Namun saat dia berjalan di karpet merah di Venesia bersama bintang berusia 12 tahun Waad Mohammed pada hari Jumat, tidak akan ada pembukaan gala di Riyadh karena tidak ada bioskop di sana atau di mana pun di negara Arab tersebut. Film tersebut akan didistribusikan dalam bentuk DVD dan ditayangkan di TV Saudi, kata co-produser Fahad Al Sukait dari perusahaan produksi Pangeran Saudi Waleed Bin Talal, Rotana Studios.
Al Mansour, yang sebelumnya membuat tiga film pendek dan sebuah film dokumenter, mengatakan karyanya di media telah menjadikannya sosok yang “terpolarisasi” di Arab Saudi dan dia telah menerima ancaman pembunuhan.

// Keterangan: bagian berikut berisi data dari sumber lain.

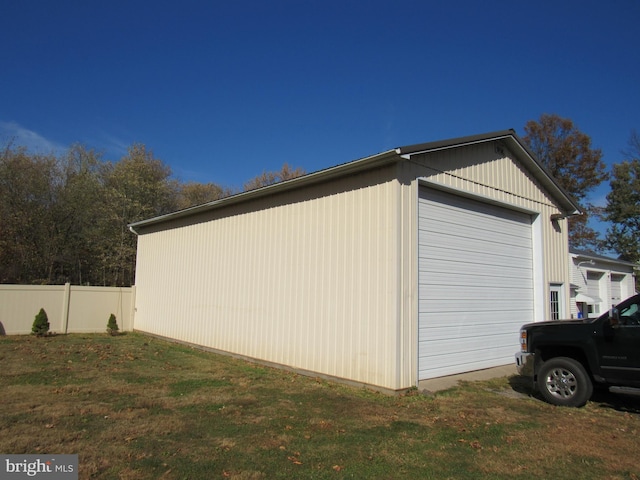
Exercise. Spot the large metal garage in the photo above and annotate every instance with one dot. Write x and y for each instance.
(411, 264)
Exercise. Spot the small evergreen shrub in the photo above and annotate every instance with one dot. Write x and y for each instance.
(40, 325)
(112, 325)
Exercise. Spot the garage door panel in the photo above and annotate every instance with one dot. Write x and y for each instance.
(470, 333)
(468, 226)
(502, 275)
(463, 247)
(475, 283)
(460, 346)
(456, 295)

“Tapi saya tidak pernah tersinggung,” katanya kepada AP. “Saya tahu mereka mengira saya mengancam nilai-nilai mereka, namun saya selalu berusaha bersikap hormat karena saya ingin melibatkan mereka dalam dialog daripada bertengkar dengan mereka.”
Al Mansour mengatakan, fakta bahwa ia akhirnya bisa menyutradarai film di negaranya sendiri karena perubahan yang terjadi di masyarakat di sana.
“Sekarang ada kesempatan bagi perempuan untuk percaya pada diri mereka sendiri, untuk mendorong dan percaya pada impian mereka,” katanya. “Masyarakat akan memberikan tekanan pada perempuan untuk tinggal di rumah. Namun perempuan harus bersatu dan berjuang untuk mencapai apa yang ingin mereka capai.”
____
Matthew Kemp berkontribusi pada laporan ini.